I have long pondered how to get around the conundrum of ships travelling faster than the speed of light (FTL) in my sci-fi games. I have seen various scenarios and ideas thrown about in fiction and on the silver and small screens. I have also had my own ideas that concatenate certain aspects of those ideas. I think FTL travel in science fiction can be broken down into three main categories:
Warp drive technology - where space around the ship is warped to allow it to travel faster than light, for example in the Star Trek universe
Hyperspace technology - where the ship leaves the known universe and sort of travels by short-cut through a different dimension, for example, Star Wars, Babylon 5, Traveller RPG
(Worm?) hole technology - where two points in space are linked so that travel between them is instantaneous even though the vessel is not travelling at light speed, for example in Iain M. Banks universe
There are also many other variations on a theme, but these seem to be the main plot devices to allow FTL to happen. Over the years I have been trying to find, for me, the best possible solution and came up with a combination of ideas from the above, sometimes before the authors of the books/films. I was not keen on the Star Trek warp system, nor the Jump drives in Traveller, but found some comfort in the Iain M. Banks stories as they were very similar to my own ideas. My ideas run thus...
A large space station/vessel creates a black hole and channels its 'energy' directly at the point where the travellers would need to exit, e.g. the next star along in the sky. Over a few(?) years, depending on distance, all matter and space is pulled into the black hole, thus bending the point from several light years away so that it now appears in the starting solar system. A gateway is then built to anchor this tunnel. When a ship travels through this gateway, it instantaneously arrives at its destination thus not breaking Einstein's theory (it probably breaks all sorts of other laws but I haven't considered those). All the time spent on a journey between one planetary system and another is taken up by intra-system manouevres. In my universe, all space travel takes approximately one week, no matter which system one wishes to travel to from that point on the network. It sort of works as a series of weekly 'jumps' but STL ships can have the appearance of travelling FTL.
This is very similar to what Iain M. Banks proposes in his novels, where he has a point in the starting system 'dragged' by a fleet of ships to the destination point. It is very similar to my idea but in reverse. In neither universe does any ship travel FTL but they appear to do so when they travel along the network of gateways.
However, if one wanted to pilot a ship between two stars in 'normal' space, then the size of the engines would have to be taken into consideration as the whole distance would need to be covered STL and could take several years to travel between the stars.
Interesting points well made.
ReplyDeleteMy gaming solution was to not answer the scientific question, but to try to answer the question, “what makes for a better game?” Whether I managed that is, of course, another matter. For the kind of adventurous RPG I was playing, I concluded that freedom of movement was the most important thing.

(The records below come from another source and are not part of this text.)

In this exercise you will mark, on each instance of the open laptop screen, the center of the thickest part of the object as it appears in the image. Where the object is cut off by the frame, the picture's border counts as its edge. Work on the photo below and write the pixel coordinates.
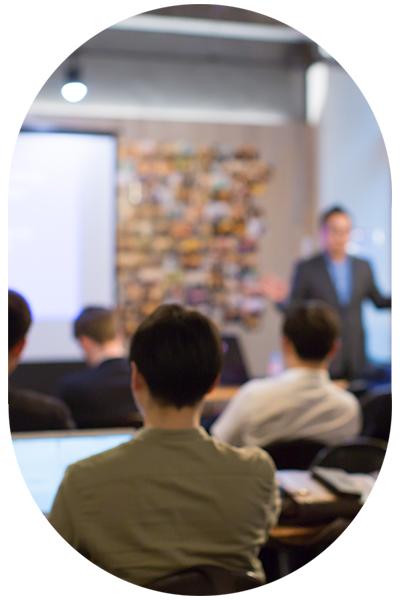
(234, 371)
(42, 458)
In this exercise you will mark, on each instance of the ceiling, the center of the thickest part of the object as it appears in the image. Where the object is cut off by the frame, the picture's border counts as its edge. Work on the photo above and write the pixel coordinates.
(189, 62)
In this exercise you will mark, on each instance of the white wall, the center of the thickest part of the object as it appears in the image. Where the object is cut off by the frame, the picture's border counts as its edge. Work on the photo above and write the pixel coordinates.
(354, 171)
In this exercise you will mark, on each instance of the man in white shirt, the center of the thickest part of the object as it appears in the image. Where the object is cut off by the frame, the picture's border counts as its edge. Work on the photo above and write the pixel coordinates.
(302, 402)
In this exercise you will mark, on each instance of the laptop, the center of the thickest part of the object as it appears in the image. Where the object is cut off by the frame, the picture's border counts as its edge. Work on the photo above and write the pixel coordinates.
(234, 370)
(42, 457)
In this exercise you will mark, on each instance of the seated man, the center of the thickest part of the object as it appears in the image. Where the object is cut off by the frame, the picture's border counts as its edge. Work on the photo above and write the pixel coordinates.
(172, 497)
(100, 396)
(28, 410)
(302, 402)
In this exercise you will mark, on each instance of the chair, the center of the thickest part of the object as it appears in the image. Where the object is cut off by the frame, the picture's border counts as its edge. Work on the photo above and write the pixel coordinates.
(205, 580)
(359, 455)
(294, 454)
(282, 556)
(376, 407)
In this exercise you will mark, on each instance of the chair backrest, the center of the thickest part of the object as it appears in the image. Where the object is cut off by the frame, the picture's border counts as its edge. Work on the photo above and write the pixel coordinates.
(376, 406)
(361, 455)
(294, 454)
(205, 580)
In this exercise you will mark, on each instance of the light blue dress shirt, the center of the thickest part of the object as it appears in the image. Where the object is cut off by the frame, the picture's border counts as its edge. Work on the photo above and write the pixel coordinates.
(342, 278)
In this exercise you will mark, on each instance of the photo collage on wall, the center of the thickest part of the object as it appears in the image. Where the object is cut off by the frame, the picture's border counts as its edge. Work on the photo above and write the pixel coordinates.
(190, 219)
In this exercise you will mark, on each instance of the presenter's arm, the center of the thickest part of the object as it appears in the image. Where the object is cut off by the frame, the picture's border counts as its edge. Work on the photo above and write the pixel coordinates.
(299, 289)
(374, 294)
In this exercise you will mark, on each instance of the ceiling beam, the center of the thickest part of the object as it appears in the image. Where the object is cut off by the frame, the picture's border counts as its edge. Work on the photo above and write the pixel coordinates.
(212, 28)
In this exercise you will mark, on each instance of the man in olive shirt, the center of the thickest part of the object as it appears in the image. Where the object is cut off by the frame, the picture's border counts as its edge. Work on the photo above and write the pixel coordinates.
(172, 497)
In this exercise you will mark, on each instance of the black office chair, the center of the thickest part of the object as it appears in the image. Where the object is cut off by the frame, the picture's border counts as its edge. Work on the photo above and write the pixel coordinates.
(205, 580)
(294, 454)
(376, 407)
(359, 455)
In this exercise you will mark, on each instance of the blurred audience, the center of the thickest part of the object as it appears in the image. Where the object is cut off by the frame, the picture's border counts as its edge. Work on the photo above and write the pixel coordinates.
(29, 410)
(172, 497)
(302, 402)
(101, 395)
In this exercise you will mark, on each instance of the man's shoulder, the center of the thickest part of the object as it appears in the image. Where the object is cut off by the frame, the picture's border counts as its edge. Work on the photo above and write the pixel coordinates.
(100, 465)
(311, 262)
(263, 386)
(250, 460)
(78, 379)
(28, 409)
(360, 263)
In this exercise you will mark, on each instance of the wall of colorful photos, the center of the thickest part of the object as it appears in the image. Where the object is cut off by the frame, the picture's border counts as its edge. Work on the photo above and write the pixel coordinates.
(190, 219)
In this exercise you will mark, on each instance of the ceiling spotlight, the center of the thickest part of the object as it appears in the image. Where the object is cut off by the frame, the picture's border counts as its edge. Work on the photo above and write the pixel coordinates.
(74, 90)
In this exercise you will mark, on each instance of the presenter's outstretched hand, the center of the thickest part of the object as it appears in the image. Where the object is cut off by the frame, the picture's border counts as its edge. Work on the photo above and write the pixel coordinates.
(274, 288)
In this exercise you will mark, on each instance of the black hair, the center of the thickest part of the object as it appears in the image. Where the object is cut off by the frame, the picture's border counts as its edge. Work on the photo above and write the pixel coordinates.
(19, 318)
(98, 324)
(312, 327)
(179, 354)
(334, 210)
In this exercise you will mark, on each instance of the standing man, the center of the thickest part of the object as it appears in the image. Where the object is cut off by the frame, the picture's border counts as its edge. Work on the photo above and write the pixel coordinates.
(342, 281)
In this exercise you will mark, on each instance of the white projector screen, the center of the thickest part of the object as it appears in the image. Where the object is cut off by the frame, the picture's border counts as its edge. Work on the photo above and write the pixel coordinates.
(61, 240)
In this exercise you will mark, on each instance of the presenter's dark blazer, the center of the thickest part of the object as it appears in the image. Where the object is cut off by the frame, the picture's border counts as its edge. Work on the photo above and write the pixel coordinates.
(101, 396)
(312, 282)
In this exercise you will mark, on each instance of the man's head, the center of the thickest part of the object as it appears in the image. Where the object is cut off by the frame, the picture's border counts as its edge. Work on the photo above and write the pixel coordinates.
(335, 227)
(310, 334)
(98, 330)
(178, 354)
(19, 321)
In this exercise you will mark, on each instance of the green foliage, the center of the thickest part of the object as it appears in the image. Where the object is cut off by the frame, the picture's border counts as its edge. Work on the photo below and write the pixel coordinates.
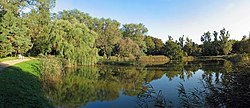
(74, 42)
(128, 48)
(109, 35)
(136, 32)
(14, 35)
(173, 50)
(20, 86)
(52, 69)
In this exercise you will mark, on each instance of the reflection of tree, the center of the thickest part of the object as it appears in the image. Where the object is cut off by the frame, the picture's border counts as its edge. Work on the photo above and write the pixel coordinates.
(226, 90)
(87, 84)
(149, 97)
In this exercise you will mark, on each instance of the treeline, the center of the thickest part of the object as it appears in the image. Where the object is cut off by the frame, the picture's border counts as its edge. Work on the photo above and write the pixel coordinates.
(82, 39)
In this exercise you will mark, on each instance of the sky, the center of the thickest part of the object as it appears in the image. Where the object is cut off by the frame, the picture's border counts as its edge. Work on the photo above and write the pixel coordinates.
(171, 17)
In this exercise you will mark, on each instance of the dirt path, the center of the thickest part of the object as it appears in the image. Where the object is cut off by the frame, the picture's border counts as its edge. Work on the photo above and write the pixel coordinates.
(8, 63)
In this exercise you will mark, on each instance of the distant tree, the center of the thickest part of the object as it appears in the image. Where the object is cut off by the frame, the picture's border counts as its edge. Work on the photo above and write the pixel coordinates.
(109, 35)
(137, 33)
(159, 45)
(14, 35)
(224, 42)
(127, 48)
(173, 50)
(206, 46)
(74, 42)
(181, 41)
(150, 45)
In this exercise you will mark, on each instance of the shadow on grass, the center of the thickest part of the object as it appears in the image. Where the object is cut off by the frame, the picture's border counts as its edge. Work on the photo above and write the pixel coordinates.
(20, 89)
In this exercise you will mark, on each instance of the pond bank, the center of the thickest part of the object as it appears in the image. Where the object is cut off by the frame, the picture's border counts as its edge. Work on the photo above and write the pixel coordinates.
(20, 86)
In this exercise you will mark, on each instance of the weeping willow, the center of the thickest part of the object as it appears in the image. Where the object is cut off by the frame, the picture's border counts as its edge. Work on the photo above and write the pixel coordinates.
(75, 42)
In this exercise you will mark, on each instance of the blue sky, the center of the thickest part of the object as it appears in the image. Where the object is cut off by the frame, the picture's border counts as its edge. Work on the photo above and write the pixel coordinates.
(171, 17)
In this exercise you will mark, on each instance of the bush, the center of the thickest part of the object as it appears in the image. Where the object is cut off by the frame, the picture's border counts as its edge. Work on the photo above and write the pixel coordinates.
(52, 69)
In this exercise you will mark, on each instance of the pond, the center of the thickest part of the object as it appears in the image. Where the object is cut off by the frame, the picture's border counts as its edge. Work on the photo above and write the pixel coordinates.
(176, 84)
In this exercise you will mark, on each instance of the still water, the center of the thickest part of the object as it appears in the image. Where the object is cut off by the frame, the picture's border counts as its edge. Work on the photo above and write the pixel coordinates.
(178, 84)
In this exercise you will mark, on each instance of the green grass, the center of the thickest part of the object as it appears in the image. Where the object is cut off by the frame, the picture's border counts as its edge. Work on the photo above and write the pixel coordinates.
(20, 86)
(8, 58)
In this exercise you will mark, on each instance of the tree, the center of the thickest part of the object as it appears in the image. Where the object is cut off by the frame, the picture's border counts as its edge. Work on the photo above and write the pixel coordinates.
(14, 35)
(136, 32)
(74, 42)
(224, 42)
(150, 45)
(206, 46)
(109, 34)
(173, 50)
(128, 48)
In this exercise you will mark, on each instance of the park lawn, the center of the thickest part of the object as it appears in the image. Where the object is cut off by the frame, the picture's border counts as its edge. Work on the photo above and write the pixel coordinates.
(20, 86)
(8, 58)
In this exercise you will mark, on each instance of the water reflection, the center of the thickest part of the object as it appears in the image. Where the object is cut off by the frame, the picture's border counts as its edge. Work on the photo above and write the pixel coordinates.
(176, 84)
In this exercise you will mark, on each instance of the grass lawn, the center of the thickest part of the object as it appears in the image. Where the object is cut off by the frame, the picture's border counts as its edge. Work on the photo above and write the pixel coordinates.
(8, 58)
(20, 86)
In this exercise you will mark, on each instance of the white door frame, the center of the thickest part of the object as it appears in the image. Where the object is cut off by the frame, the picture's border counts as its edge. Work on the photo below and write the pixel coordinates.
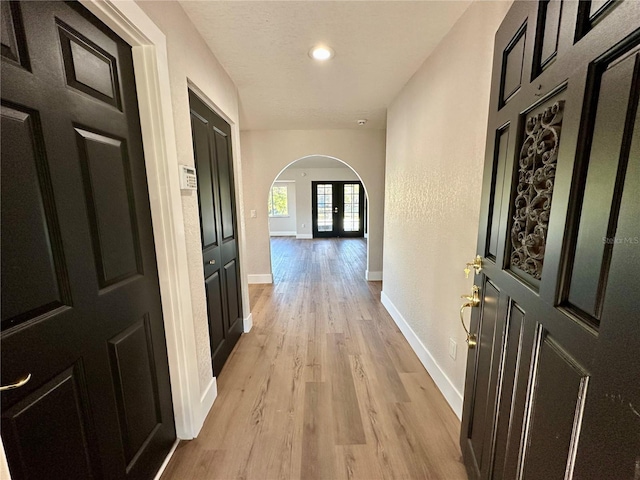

I considered that if ships, as in Traveller’s Hyperspace Jump, did not actually travel through space, they were only vulnerable to interception by pirates and others who would waylay them, during a very restricted area of space. These areas would be far easier to police than deep space. It does of course allow the type of last minute escape pulled off by the Millennium Falcon in Star Wars, all exciting stuff. A race to the Star Gate, pursued by hostile forces would be equally exciting, although you would have to consider why the pursuers don’t just have someone waiting at the gate to intercept, something that may be harder to justify if the pursuers also ran the gate. If all ships have to pass through the same point in space there may be far less little scope for sneaking about and evading security forces or anyone else whom the PCs would want to avoid. I went for what I considered a more adventure-facilitating Star Trek type travel.
It is however my experience that players naturally don’t think of questioning any situation that works in their favour, so if they are on the run and the star gate is laughably policed, they will quite happily accept this, perhaps without ever realising the absurdity of the situation. The biggest problem I found to be is when players realise they can exploit a game’s assumptions to their advantage. What happens, for example, when a ship is made to drop out of hyperspace in the middle of a planet? Having to think theoretical science in real time to counter an idea a player has been working all week on is not everyone’s forte. Solutions that restrict freedom therefore do have their advantages.